FIG. 13 shows the massage device 53 without the outer silicone moulding 52. The mechanism 1 is encased within a flexible padded silicone sock 51 comprising a flexible material, preferably having a flesh-like texture and density, which acts to bulk out the mechanism 1 such that the silicone sock 51 provides a smooth shape around it.
FIG. 14 shows an external view of the exemplary articulated massage device 53 according to the present invention. It can be seen that an outer silicone moulding 52 encases all of the components of the massage device and that the plastic fascia 44, comprising the control (and battery charging) buttons 45, 46, acts to seal the vibration module 28 within the outer silicone moulding 52 and prevent the ingress of fluids. This outer silicone moulding 52 is, preferably, moulded inside out to prevent any manufacturing part lines being visible on the final assembled device.

Claims

1. A massaging device having a mechanism comprising a plurality of members that are linked together such that the shape and orientation of the massaging device can be selectively changed to a desired configuration.

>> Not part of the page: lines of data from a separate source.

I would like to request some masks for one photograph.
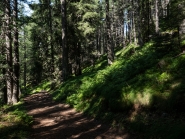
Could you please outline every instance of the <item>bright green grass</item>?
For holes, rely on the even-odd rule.
[[[29,136],[32,117],[26,114],[24,104],[19,102],[14,106],[0,108],[0,138],[24,139]]]
[[[48,89],[55,100],[109,122],[116,119],[138,138],[184,138],[185,55],[175,57],[156,45],[130,45],[116,52],[111,66],[103,57],[83,75],[53,89],[44,82],[33,92]]]

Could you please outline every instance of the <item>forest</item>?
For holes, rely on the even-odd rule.
[[[3,0],[0,17],[2,139],[29,138],[42,93],[131,139],[185,138],[184,0]]]

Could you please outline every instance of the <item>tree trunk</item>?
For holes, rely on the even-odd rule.
[[[5,20],[6,20],[6,87],[7,103],[12,104],[12,46],[11,46],[11,29],[10,29],[10,0],[5,0]]]
[[[66,26],[66,0],[61,1],[62,13],[62,80],[66,81],[69,76],[68,71],[68,46],[67,46],[67,26]]]
[[[159,33],[159,9],[158,0],[155,0],[155,33]]]
[[[106,3],[106,29],[107,29],[107,60],[108,64],[111,65],[114,61],[114,50],[111,45],[111,25],[110,25],[110,13],[109,13],[109,0],[105,0]]]

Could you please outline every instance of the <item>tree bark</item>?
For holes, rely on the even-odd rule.
[[[68,71],[68,46],[67,46],[67,26],[66,26],[66,0],[61,1],[62,13],[62,80],[66,81],[69,76]]]
[[[10,0],[5,0],[5,20],[6,20],[6,87],[7,87],[7,104],[12,104],[12,45],[10,29]]]
[[[111,65],[114,61],[114,50],[111,45],[111,25],[110,25],[110,13],[109,13],[109,0],[105,0],[106,3],[106,29],[107,29],[107,60],[108,65]]]
[[[14,65],[14,71],[13,71],[13,94],[12,94],[12,102],[13,104],[16,104],[18,102],[19,98],[19,43],[18,43],[18,25],[17,25],[17,19],[18,19],[18,8],[17,8],[17,0],[14,0],[14,8],[13,8],[13,31],[14,31],[14,59],[13,59],[13,65]]]

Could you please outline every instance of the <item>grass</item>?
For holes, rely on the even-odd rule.
[[[129,45],[116,52],[111,66],[104,56],[81,76],[62,84],[44,81],[27,92],[49,91],[54,100],[138,139],[185,138],[185,55],[163,47]]]
[[[51,94],[138,138],[184,138],[185,56],[156,45],[121,49],[111,66],[103,57]]]
[[[26,114],[24,103],[0,107],[1,139],[24,139],[29,136],[32,117]]]

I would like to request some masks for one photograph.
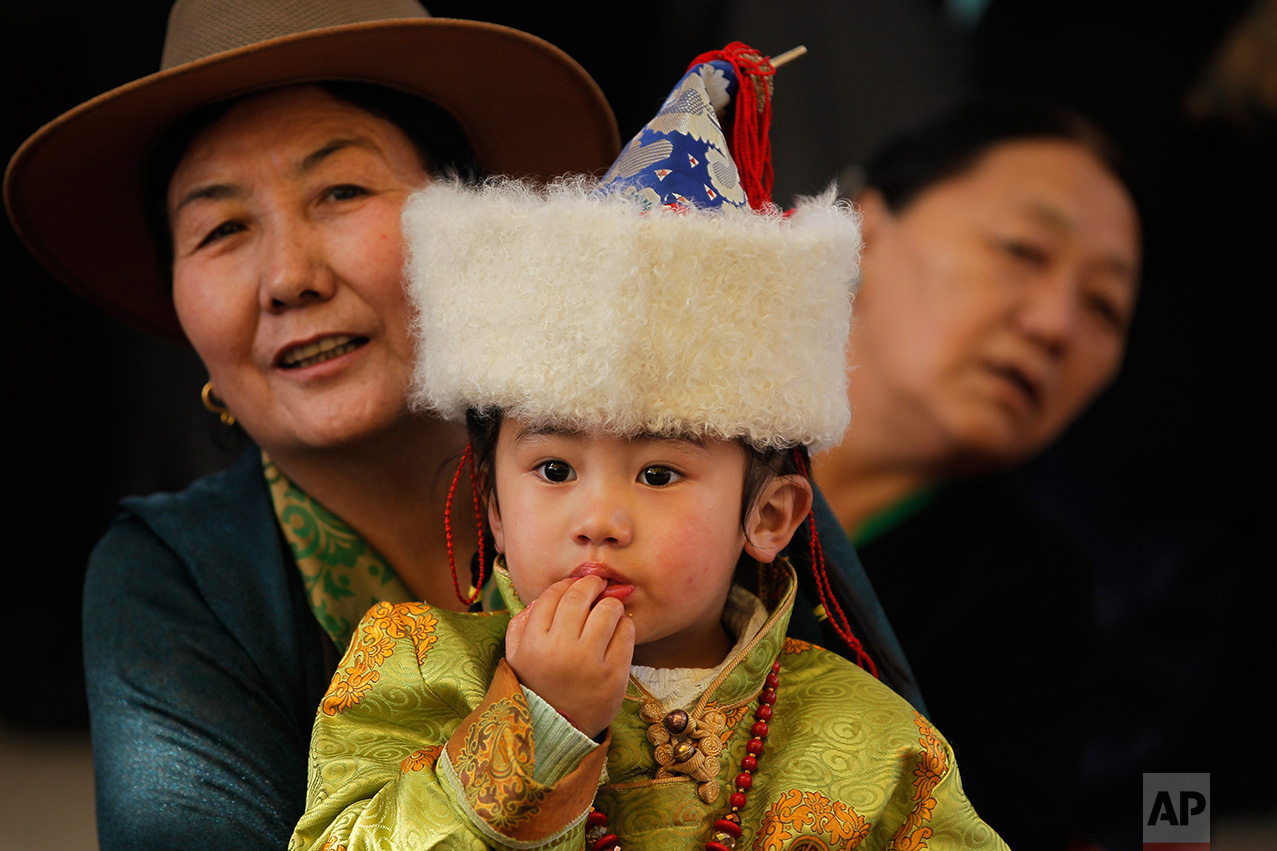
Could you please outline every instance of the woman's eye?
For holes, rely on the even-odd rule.
[[[1033,266],[1045,266],[1050,259],[1045,248],[1022,239],[1004,239],[999,245],[1009,257]]]
[[[326,193],[329,201],[350,201],[351,198],[359,198],[360,195],[366,195],[368,189],[363,187],[356,187],[355,184],[342,184],[340,187],[332,187]]]
[[[543,461],[536,465],[536,474],[547,482],[571,482],[576,478],[576,470],[567,461]]]
[[[244,230],[244,225],[238,221],[223,221],[217,227],[208,231],[202,240],[199,240],[199,248],[208,245],[209,243],[216,243],[218,239],[226,239],[232,234],[238,234]]]
[[[681,478],[683,478],[681,473],[677,473],[668,466],[660,466],[659,464],[644,468],[644,471],[638,474],[640,482],[654,488],[663,488],[667,484],[673,484]]]
[[[1102,295],[1088,295],[1085,299],[1087,309],[1099,317],[1101,322],[1119,331],[1125,330],[1126,317],[1111,299]]]

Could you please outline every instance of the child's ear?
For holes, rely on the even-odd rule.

2. The device of claim 1, wherein the mechanism is configured such that the shape and orientation of the massaging device follows a predetermined curl sequence.

3. The device of claim 1, wherein the mechanism comprises one or more linkages configured to allow the shape and orientation of the massaging to be user-adjusted.

4. The device of claim 3, wherein the mechanism is provided with releasable locking means for retaining the massaging device in a desired configuration.

5. The device of claim 1, wherein the mechanism ends in a tip that is arranged to be adjustable in relation to the mechanism.

6. The device of claim 5, wherein the tip is provided with a releasable locking means to retain the tip in a desired adjustment position.

7. The device of claim 6, further comprising a handle portion provided at an end of the mechanism.

8. The device of claim 7, wherein the handle portion includes a control module, comprising:

a rechargeable battery;

vibrating means arranged to be powered by the rechargeable battery; and

at least one control button for controlling the intensity of the vibrating means.

9. The device of claim 8, wherein the at least one control button is arranged to connect to a separate power supply for charging the rechargeable battery.

10. The device of claim 8, wherein the control module is removable from the handle portion.

11. The device of claim 5, wherein the mechanism is covered by a flexible outer skin.

12. The device of claim 11, wherein the flexible outer skin is moulded inside out to remove any manufacturing part lines from being visible on the skin when covering the mechanism.

13. The device of claim 12, wherein the releasable locking means comprises a release button that is hidden under the flexible outer skin.

14. (canceled)

15. A charging system comprising:

an electronic device including

one or more control buttons, and

a rechargeable battery arranged to be charged via the one or more control buttons; and

a charging cradle arranged to receive the electronic device such that the rechargeable battery can be charged via the one or more control buttons.

16. A method for charging a rechargeable battery in an electronic device having one or more control buttons, comprising the step of providing a current through the one or more control buttons, wherein the one or more control buttons are arranged as electrical contacts for charging the rechargeable battery.